Friday 13 February 2009

Roses are red, violets are blue; ITV's rubbish, Setanta is too

The Football Association should be ashamed of themselves, handing their TV rights to ITV and Setanta. Put aside the sub-Talksport commentary and analysis on The Yellow Channel. Put aside Robbie Earle and Andy Townsend. (If only ITV would. How did they get their 25-year contracts: do they have photos of Michael Grade doing something unnatural with his cigar?) 

Even put aside for a moment the way the cut-price production values meant that there were about three cameras, all at ground level, for the Portsmouth v Swansea upset – ITV's lead highlight game in the last round. OK, Fratton Park is no Allianz Arena, but it is a Premier League ground. Were ITV trying to up the "romance of the Cup" quotient by making the place look like non-league Frimsdale*.

No, put all that aside, and ask the FA, why did you allow Setanta to show one of the biggest ties – Watford (2007 semi-finalists) v Chelsea (big club in crisis) – at exactly the same time as Wales v England in the rugby. Last year, with the BBC showing games, there was a rolling buffet of football and rugby, slotted in at times to avoid clashes. Now you have to make a choice. Is this what the government meant by allowing greater choice in broadcasting and allowing in Ryanairwaves? If so, it's Hobson's Choice – pay for it or piss off. Setanta is just an extra expense for sports fans who already have to cough for Sky Sports. Then they shaft you if you have the temerity to be interested in any sport they're not showing.
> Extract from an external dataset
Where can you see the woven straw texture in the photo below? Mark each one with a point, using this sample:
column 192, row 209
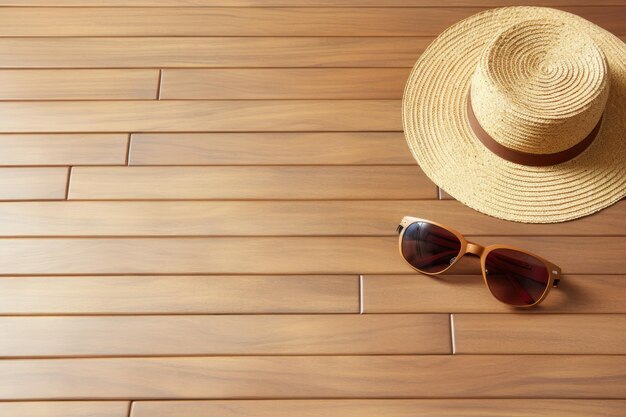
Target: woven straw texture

Of course, you could watch the FA Cup game in a pub that has no rugger buggers in it, while Sky+ing the rugby and heading home for that. Except that in an even worse piece of administration, the Valentine's Association has arranged Valentine's Day to be on Saturday 14 February, with no concern for the momentous sporting day they've ruined. So most of us will be slaving over a hot stove whipping up something for the missus, or running about trying to find a flower shop that's open. Cheers, Val.


*Frimsdale not actual place.

1 comment:

  1. Thank god the cricket got cancelled or we'd all be like a dog with two dicks. Love the blog!